Sen. Richard Blumenthal was the latest in a chorus of lawmakers from both parties to decry robocalls, an irritant that afflicts nearly anyone in the U.S. who owns a mobile phone.
The Connecticut Democrat on Monday reintroduced the so-called ROBOCOP Act that would require mobile phone companies to provide free robocall-blocking technology to their customers.
“Households across the country are harangued daily by millions of robocalls — calls that at best are a nuisance, and at worst threaten unsuspecting consumers with financial scams,” Blumenthal said in a statement last year when he introduced the bill with Democratic California Rep. Jackie Speier.
“The ROBOCOP Act restores power to consumers by requiring phone companies to provide effective technology that blocks unwanted calls at no cost to the consumer,” Blumenthal said.

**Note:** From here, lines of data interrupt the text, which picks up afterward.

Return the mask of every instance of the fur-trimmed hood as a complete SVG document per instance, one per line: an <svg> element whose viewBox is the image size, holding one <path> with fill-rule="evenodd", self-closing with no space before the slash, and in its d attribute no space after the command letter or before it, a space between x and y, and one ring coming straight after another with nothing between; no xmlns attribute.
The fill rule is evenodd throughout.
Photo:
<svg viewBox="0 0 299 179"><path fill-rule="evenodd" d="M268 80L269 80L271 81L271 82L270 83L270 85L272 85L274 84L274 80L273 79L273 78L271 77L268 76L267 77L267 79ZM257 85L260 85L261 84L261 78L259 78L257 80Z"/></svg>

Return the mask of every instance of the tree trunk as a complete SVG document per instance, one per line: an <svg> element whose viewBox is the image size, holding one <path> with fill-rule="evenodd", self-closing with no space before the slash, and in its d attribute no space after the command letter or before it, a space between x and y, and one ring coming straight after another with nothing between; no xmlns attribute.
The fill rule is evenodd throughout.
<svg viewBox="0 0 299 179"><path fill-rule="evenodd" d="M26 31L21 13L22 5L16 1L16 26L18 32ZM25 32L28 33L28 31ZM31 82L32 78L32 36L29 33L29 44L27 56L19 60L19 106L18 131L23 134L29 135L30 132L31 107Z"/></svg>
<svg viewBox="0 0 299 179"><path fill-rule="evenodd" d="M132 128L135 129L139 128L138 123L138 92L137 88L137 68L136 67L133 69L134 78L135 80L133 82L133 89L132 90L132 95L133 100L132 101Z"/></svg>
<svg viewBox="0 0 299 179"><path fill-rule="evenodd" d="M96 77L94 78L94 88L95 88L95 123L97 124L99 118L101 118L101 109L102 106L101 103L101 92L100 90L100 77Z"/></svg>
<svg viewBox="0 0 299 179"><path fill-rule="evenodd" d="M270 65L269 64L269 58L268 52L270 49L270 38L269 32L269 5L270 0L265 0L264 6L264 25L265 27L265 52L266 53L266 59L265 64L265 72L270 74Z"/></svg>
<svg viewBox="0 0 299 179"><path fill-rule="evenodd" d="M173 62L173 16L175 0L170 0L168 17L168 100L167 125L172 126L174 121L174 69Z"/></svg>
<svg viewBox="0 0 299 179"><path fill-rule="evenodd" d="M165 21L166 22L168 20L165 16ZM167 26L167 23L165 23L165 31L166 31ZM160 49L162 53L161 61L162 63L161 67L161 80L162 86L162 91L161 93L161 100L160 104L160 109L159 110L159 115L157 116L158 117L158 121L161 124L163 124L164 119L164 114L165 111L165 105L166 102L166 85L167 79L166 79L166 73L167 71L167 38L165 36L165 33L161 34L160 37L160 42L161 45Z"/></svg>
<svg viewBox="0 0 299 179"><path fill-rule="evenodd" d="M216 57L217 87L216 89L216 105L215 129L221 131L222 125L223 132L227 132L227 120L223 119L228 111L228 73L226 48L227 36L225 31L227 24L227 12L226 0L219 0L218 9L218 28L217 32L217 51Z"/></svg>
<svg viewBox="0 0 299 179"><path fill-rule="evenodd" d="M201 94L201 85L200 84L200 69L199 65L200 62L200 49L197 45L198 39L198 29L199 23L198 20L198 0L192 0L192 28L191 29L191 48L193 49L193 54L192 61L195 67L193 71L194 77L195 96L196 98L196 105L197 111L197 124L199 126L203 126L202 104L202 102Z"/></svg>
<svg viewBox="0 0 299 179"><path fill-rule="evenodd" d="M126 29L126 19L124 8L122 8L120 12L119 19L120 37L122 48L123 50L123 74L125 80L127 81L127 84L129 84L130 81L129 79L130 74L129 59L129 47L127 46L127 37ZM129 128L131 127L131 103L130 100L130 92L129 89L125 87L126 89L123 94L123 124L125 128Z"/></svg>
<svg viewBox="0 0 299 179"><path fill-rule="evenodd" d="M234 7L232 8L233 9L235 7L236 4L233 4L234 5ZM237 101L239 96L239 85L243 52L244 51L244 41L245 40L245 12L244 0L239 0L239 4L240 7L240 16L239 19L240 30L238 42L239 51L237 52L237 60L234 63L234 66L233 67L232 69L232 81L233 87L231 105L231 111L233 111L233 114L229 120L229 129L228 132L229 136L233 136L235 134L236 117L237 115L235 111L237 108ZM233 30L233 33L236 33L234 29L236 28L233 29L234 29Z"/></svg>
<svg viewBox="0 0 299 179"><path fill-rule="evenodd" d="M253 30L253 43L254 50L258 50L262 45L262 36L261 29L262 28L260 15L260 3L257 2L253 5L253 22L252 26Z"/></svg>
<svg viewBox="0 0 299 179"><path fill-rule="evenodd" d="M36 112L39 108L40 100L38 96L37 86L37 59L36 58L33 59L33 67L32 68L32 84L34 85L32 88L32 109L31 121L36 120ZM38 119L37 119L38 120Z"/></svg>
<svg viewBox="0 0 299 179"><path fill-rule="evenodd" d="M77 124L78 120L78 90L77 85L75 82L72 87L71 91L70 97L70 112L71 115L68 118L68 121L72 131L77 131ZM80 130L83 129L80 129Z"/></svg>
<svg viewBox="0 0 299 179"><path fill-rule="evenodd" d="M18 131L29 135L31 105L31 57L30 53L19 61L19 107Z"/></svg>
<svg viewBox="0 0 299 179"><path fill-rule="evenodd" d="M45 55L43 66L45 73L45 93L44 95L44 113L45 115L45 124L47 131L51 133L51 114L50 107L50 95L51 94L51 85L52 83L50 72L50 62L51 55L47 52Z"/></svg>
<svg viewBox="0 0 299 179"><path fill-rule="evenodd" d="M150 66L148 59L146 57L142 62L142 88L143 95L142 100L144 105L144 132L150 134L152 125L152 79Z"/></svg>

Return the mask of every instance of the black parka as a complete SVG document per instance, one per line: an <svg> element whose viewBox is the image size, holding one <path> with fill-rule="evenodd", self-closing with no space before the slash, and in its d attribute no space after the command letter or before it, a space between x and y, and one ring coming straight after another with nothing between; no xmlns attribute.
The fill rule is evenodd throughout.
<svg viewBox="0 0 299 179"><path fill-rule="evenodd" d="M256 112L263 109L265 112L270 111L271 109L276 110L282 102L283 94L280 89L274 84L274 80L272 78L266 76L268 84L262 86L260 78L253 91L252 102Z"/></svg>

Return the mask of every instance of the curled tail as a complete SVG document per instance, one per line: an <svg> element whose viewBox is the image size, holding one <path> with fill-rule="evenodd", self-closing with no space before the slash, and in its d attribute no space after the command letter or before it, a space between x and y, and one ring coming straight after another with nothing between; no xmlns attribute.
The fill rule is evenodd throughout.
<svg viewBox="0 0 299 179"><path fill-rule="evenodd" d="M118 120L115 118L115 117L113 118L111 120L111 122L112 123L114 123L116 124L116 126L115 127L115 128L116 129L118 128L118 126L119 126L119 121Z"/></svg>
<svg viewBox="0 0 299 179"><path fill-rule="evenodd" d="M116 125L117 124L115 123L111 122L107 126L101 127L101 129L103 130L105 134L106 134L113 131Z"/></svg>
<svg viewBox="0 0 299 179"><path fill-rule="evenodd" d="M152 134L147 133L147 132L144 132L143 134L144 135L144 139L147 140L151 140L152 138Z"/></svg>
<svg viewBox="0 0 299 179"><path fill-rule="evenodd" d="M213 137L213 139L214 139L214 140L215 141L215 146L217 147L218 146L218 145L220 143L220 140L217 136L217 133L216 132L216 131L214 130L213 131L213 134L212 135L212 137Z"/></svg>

Lawmakers in both chambers have recently introduced a spate of bills to strengthen the authority of federal agencies like the Federal Trade Commission and the Federal Communications Commission to crack down on pesky — and sometimes illegal — robocalls amid a surge of consumer complaints in recent years.
Americans were on the receiving end of 47.8 billion robocalls last year.
Nearly half of those were from scammers, who bilk an estimated $350 million from people with mobile phones each year.
The Telephone Robocall Abuse Criminal Enforcement and Deterrence (TRACED) Act, reintroduced last week by Sens. John Thune, R-S.D., and Ed Markey, D-Mass., would improve enforcement of the Communications Act of 1934 by lengthening the statue of limitations from one to three years for violations.
The bill would also ramp up civil penalties to $10,000 per call, require service providers to adopt technology authenticating phone calls before they reach consumers’ phones and charge the FCC with implementing more rules around consumer protection.
A bipartisan group of House members put forward more limited legislation earlier this year to create a fact-finding interagency body called the Spam Calls Task Force — to be led by the attorney general and the FCC — to weigh solutions and “consider if increased criminal penalties or fines would serve as deterrent.”
Last week, the Senate Commerce Subcommittee on Communications, Technology, Innovation, and the Internet held a hearing on ways to combat robocalls.
Emily Kopp contributed to this report.